Anne Tatreau National Director of Foundation Relations

Anne moved to New York City in 2003 to attend Barnard College, where she studied political science, human rights and Middle East and South Asian studies. While there, she served as student manager of Columbia University’s Division I men’s basketball program, a transformative experience that helped her build a sense of confidence and community.

When she graduated, Anne sought to bring that same formative experience to other young people, joining a New York City nonprofit called Harlem RBI (now known as DREAM), which uses baseball, softball, and the power of teams to engage youth in school day, summer, and after-school enrichment programs.

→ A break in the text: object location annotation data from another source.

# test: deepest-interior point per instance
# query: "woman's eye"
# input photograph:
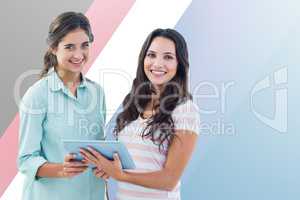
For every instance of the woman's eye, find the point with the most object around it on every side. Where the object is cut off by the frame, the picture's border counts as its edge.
(168, 57)
(150, 55)
(69, 47)
(85, 45)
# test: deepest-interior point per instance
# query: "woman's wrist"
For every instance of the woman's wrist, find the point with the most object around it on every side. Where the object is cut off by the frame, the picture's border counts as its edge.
(122, 176)
(60, 171)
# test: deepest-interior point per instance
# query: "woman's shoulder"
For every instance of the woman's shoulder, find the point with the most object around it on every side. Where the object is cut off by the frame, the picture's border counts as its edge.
(36, 96)
(186, 106)
(94, 84)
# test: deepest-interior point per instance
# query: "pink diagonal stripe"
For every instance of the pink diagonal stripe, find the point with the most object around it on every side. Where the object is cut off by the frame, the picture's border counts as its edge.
(105, 16)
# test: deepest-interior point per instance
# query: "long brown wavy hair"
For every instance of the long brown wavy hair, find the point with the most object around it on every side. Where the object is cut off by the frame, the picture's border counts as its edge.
(160, 127)
(59, 28)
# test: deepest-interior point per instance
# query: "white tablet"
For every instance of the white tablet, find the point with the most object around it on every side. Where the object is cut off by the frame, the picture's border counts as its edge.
(106, 148)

Anne spent six years with the organization in various roles, including five years leading its $5 million+ foundation and government funding portfolio.

While at Harlem RBI, Anne participated in the 2012-13 cohort of NYU Wagner’s Fellowship for Emerging Leaders in Public Service, which helped her grow her skills as both a manager and leader. Anne leveraged this experience in her next position as head of fundraising at Classroom, Inc., an education technology nonprofit that creates and implements immersive digital learning programs for students nationwide. Anne led the organization’s three-person development team during a period of renewal that culminated in a successful $8 million growth capital campaign and 25th Anniversary celebration.

Throughout her various development roles, Anne always felt a pull to contribute to the educational change movement at a systems level, so she joined Educators for Excellence as the organization’s first-ever Foundations Lead. In this role−and most recently, as National Director of Foundation Relations−Anne is thrilled to support E4E’s teacher-led policy and advocacy work by doing what she does best−collaborating with mission-aligned partners to achieve shared philanthropic goals.

"I work at E4E to help donors make real the change they wish to see in our education system. Together, we are committed to the idea that the most meaningful and lasting change will be led by teachers themselves."